Friday, February 26, 2016

Corona de Flores

I can finally talk about my latest book adventure! Over a year ago, my friend  Casey York of Studiolo asked me to quilt her quilt top for her next book. That book has been released, so I can now share the process I used to quilt it for her.

First things first, the book.....

When you buy your copy, check out page 14, 122 and 124 to see pictures of my quilting! The name of the quilt is Corona de Flores.

When Casey first showed me the quilt top, I was super excited to see all that negative space and my mind immediately started designing the quilting. Casey wanted it quilted in a medalion style, modern quilting, but with a little traditional thrown in.

My process begins with laying the top out and soaking it in for a few days.

I decided to treat this as a Round Robin Whole cloth, designing each "row" individually. To keep the quilting cohesive, I incorporated key elements through out the rows. The appliqued flowers were the focal row and inspired the center and corner motifs. I drew out this pattern while traveling one day and, after meeting with Casey and sharing ideas, got to work quilting.

I used painter's tape to mark out the rounds and also as a quilting guide. This way I knew where the rounds should be without extensive use of a marking pen.

I used two layers of batting, Hobbs Heirloom 80/20 and Quilter's Dream Wool. The top layer of wool adds dimension to the quilting and the applique. I used my favorite thread, Glide by Fil-Tec. Bobbin Central

The center motif is based on the appliqued flowers. This flower motif is repeated in the corners.

To complete the designing of the center flower, I placed a sheet of Quilter's View Film over the quilt and used a dry erase pen. The curved cross hatching has a more modern feel. Micro stippling will make the flower pop.

The next round was the space between the center square and the flower ring. Casey liked the idea of clam shells. I gave them a modern twist by quilting them in decreasing rows.

The center is quilted with the curved cross-hatching. I changed my mind, and instead of micro-stippling behind the flower, I used my version of water.

I almost stopped here, with only the curved arcs, because I loved the motion it added to the quilt. Obviously the cross-hatching won! Then came the decreasing rows of clam shells.

Finally, the flower round. I used monofilament thread from Fil-Tec to outline every flower. I also quilted through the appliques to add dimension and to anchor each applique. With the amount of quilting in the other rounds, the applique would have puckered without it. Stippling around the flowers completed the round.

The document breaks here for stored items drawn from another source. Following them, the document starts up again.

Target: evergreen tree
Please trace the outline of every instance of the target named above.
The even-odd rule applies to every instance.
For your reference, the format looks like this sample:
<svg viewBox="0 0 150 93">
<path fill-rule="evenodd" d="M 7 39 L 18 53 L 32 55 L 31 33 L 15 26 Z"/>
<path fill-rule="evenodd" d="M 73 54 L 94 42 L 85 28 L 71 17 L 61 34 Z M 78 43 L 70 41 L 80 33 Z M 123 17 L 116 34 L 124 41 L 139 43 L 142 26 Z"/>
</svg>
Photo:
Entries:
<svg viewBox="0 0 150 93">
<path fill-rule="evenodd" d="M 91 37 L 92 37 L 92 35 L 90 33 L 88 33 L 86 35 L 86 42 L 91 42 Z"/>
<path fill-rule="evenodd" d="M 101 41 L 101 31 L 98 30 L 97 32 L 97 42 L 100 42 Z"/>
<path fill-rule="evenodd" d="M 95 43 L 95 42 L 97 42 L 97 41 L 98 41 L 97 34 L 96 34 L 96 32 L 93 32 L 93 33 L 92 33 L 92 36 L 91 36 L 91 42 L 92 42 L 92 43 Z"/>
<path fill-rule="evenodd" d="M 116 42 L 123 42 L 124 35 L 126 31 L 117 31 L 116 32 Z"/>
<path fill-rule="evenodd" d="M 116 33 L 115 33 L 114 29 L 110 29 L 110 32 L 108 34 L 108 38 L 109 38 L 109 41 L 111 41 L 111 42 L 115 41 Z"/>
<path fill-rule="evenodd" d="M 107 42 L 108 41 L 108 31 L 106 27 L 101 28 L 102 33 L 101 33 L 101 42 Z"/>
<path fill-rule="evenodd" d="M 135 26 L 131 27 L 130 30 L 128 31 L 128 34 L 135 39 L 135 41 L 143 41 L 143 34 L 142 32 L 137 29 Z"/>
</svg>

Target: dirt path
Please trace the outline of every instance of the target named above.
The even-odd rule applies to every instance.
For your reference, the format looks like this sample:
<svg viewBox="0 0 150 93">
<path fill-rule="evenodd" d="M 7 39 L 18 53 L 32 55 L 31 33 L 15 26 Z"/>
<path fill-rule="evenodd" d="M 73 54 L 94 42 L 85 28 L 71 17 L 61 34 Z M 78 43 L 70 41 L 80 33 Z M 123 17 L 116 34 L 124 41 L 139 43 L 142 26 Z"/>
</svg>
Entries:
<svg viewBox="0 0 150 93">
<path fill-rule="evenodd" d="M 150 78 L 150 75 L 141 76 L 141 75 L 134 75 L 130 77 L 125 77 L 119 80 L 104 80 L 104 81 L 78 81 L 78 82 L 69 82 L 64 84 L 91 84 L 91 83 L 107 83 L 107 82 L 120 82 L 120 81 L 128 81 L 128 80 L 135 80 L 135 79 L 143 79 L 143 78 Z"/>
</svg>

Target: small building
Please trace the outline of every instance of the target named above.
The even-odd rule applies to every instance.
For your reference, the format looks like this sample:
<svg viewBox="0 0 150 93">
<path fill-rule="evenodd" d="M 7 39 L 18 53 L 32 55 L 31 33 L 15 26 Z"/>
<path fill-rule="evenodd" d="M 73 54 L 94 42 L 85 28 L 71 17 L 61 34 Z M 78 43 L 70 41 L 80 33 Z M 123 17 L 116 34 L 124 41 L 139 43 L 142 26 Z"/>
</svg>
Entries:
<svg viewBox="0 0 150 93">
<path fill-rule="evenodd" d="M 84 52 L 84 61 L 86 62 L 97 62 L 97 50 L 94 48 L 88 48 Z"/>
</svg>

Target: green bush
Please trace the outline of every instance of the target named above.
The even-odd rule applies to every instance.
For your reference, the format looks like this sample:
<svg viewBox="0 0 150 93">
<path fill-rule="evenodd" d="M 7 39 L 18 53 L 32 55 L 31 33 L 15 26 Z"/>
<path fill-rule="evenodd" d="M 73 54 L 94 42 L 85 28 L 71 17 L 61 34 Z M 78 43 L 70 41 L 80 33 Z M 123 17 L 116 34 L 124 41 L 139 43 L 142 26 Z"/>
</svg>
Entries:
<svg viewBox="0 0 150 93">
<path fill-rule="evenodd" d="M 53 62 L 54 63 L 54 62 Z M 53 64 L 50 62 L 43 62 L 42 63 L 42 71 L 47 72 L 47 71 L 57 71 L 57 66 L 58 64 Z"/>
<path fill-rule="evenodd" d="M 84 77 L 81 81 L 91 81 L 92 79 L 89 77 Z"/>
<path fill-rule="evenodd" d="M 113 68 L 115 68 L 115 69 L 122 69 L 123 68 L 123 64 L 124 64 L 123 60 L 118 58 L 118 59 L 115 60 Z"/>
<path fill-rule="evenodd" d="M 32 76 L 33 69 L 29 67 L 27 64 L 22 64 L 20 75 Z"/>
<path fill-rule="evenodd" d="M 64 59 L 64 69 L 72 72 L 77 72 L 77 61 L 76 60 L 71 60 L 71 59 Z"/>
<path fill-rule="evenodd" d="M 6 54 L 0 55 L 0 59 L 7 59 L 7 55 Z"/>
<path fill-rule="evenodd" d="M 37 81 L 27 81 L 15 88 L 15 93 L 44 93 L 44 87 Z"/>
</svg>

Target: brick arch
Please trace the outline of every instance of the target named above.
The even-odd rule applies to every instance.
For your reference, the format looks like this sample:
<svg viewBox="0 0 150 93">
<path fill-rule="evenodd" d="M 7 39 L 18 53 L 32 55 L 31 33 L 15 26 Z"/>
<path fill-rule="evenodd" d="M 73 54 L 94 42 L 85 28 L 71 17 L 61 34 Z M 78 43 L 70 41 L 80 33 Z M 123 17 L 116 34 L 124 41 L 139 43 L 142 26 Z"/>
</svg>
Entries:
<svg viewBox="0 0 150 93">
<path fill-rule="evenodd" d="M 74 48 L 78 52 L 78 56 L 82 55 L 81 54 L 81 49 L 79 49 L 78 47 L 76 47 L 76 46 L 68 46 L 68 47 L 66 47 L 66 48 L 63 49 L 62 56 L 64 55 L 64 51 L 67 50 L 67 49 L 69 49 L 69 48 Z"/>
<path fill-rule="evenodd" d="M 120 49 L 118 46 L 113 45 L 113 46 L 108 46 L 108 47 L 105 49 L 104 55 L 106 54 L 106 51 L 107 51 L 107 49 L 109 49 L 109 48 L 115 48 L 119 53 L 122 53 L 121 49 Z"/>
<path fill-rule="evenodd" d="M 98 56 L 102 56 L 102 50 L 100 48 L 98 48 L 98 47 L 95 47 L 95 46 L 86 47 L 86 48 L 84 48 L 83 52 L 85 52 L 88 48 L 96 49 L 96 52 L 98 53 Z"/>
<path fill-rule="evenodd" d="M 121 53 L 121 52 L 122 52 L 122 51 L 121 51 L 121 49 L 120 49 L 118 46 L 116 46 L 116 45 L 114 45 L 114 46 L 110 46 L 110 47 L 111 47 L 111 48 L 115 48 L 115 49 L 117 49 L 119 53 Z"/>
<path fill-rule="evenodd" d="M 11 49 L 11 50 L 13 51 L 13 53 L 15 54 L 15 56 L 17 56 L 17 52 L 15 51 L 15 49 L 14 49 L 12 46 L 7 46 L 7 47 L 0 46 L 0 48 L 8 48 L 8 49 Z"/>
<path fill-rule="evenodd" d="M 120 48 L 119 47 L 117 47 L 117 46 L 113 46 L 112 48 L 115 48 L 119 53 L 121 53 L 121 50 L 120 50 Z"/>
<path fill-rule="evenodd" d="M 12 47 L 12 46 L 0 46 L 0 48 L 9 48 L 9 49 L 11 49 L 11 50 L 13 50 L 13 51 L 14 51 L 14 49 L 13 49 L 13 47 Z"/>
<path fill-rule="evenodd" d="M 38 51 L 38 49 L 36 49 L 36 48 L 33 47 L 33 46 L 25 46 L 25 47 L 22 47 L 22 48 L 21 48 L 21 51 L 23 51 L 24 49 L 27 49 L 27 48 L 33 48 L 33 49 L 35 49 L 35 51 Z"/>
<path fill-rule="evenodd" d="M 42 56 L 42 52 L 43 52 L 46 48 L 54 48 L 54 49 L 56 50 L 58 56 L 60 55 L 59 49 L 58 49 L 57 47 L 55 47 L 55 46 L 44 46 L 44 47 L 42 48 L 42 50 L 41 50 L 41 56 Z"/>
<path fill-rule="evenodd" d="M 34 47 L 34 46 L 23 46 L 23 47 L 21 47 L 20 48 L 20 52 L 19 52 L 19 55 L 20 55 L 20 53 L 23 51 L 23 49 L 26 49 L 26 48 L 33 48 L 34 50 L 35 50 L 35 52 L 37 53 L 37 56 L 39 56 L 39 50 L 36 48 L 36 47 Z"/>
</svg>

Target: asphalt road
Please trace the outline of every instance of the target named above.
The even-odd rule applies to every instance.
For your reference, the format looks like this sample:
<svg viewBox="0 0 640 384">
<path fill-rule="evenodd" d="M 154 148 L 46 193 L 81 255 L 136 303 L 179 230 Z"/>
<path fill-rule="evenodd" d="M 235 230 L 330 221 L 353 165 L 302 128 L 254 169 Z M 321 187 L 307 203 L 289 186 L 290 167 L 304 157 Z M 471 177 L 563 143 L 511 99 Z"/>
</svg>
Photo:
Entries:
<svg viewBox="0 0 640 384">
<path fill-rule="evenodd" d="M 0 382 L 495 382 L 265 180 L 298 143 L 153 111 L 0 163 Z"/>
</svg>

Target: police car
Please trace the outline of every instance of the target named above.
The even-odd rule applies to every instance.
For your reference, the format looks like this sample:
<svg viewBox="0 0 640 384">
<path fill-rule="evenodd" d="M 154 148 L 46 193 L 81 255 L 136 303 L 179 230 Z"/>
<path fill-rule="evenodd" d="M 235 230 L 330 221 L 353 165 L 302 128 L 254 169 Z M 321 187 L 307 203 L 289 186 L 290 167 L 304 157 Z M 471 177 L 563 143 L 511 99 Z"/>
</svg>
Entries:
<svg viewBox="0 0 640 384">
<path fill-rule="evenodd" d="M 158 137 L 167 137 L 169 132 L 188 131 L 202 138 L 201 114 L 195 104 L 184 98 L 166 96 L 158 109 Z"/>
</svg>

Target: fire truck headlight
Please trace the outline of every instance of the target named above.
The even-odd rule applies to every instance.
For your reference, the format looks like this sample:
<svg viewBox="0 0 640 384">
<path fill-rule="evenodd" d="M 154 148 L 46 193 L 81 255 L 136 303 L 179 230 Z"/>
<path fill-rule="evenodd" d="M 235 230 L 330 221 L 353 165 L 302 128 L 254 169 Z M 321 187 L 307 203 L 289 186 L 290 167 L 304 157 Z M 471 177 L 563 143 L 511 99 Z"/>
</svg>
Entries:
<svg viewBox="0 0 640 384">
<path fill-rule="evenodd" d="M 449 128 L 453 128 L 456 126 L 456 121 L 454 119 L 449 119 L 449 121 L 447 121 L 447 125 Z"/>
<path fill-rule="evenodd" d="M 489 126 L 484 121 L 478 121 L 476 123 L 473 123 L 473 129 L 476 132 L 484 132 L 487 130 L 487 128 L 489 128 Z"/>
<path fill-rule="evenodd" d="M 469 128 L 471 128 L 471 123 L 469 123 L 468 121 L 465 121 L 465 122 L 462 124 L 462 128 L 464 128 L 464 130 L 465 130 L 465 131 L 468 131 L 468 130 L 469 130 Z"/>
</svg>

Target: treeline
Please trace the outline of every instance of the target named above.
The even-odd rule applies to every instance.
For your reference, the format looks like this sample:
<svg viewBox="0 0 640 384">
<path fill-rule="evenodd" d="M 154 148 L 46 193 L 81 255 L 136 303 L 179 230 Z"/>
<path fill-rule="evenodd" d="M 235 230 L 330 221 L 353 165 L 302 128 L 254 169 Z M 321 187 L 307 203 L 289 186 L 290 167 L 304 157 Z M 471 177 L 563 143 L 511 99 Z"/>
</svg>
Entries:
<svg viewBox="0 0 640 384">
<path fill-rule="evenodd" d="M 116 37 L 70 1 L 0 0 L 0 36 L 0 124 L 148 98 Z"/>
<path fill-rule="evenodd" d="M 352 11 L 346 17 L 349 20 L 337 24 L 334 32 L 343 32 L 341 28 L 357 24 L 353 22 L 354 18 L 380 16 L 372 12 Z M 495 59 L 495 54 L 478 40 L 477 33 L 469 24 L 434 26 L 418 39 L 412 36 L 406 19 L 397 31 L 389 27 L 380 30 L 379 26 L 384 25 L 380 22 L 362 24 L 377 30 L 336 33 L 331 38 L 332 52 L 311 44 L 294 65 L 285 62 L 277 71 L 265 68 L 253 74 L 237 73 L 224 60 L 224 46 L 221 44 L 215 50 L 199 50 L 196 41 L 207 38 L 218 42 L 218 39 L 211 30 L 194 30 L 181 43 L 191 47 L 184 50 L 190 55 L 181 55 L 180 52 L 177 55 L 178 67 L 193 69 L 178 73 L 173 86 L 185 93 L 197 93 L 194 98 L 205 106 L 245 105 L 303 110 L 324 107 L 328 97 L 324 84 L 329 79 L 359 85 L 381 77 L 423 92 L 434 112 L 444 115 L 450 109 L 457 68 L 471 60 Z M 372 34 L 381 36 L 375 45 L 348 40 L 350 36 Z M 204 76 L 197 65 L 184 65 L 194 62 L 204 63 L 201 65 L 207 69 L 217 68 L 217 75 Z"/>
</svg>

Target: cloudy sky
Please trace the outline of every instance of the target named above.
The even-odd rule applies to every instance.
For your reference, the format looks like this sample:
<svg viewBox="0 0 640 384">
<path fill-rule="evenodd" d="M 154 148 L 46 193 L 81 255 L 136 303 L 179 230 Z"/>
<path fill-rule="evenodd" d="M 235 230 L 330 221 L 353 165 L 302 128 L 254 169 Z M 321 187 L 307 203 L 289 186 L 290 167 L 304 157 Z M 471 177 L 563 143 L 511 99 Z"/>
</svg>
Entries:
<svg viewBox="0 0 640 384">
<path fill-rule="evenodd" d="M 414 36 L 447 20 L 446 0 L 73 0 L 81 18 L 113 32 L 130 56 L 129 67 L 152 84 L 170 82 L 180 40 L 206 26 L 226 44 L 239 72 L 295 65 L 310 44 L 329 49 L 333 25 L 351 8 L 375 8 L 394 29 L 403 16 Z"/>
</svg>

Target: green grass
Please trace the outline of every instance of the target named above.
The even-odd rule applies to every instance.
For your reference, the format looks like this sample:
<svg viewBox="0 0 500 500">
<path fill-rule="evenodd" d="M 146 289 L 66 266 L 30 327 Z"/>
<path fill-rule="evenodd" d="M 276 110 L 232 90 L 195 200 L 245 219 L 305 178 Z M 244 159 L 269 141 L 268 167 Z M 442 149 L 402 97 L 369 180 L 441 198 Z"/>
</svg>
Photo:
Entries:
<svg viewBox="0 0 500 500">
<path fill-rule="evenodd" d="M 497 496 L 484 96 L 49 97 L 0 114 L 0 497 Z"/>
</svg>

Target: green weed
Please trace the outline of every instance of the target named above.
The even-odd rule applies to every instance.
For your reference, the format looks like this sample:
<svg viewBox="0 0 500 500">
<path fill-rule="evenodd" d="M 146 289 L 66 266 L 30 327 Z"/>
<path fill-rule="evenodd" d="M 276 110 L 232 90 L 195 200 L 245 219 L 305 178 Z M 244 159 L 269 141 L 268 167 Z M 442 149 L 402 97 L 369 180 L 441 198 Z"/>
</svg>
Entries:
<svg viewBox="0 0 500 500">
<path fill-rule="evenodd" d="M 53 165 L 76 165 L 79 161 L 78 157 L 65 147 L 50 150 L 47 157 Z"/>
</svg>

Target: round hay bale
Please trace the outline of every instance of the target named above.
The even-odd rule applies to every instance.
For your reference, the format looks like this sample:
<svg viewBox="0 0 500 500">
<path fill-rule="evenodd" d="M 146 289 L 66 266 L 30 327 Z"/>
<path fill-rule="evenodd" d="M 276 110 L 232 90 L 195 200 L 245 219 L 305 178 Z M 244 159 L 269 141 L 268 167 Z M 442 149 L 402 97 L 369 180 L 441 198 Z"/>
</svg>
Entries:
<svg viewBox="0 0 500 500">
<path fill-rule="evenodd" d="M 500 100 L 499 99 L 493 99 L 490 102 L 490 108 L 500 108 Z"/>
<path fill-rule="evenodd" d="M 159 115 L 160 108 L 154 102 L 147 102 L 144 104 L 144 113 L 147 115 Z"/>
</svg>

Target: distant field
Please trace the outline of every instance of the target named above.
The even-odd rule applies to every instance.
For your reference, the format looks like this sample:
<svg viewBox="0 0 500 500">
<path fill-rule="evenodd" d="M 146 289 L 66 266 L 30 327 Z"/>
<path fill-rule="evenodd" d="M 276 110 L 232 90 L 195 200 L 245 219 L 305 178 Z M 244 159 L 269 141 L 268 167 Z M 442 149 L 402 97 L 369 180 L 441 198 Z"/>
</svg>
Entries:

The corners that square off the flower round contain Greek keys and more clam shells.

 Each corner in the final round has a flower, water background fill and curved arcs. It took a little mind work to remember to 'spin' the arcs in the right direction in all four corners. I've started the piano keys in the final border. That wide, unquilted border will be filled with Greek Key.

And lots more pictures, just because I love how this quilt turned out!!!


I may quilt my piano keys a little different than others. I know I will be quilting half inch keys. I know that piano keys 'suck' in fabric and often shorten corner fabric. I marked 1" lines with a blue water soluble pen on the batting. I started on the outer corners and quilted the 1 inch lines on both ends, anchoring the fabric corners. I then quilted from the side to center on 1" marks and then from the other side to center. I then quilted the 1/2" lines. I also quilt my keys from off the quilt in and then straight back out, so they are double stitched. I repeated this on the sides. It may seem like extra work, but it helps me keep the quilt border width from 'shrinking' unevenly with the quilt's center.

Off the machine and ready for binding!

I'm glad I finally was able to share this quilting journey with you. It was sooooo hard to not share! I hope you have been inspired by my quilting and will try some of the patterns/ideas from Casey's book. I have some Kaffe fabric that I can't wait to use to make ME one!

Happy Quilting



  1. Ann your quilting has evolved into such unbelievable designs! I love what you did with this quilt and thank you for describing how you worked on each step. I would give anything to be able to quilt like you!

    1. Thank you Toby. This quilt was really a joy to work on, all the quilting space!

  2. Your quilting on this is stunning, Ann (and I've heard the same from pretty much everyone I've shown the book to)! Thank you for sharing a behind-the-scenes peek at your process, and for adding your magic to this piece!

    1. Thank you Casey. You gave me the freedom to just be creative and play. I'm looking forward to our next collaboration!

  3. Ann this is a beautiful story and a beautiful journey. Your quilt designing is magnificent.

    1. Thank you Tea. I hope to see you at our next Longarm meeting.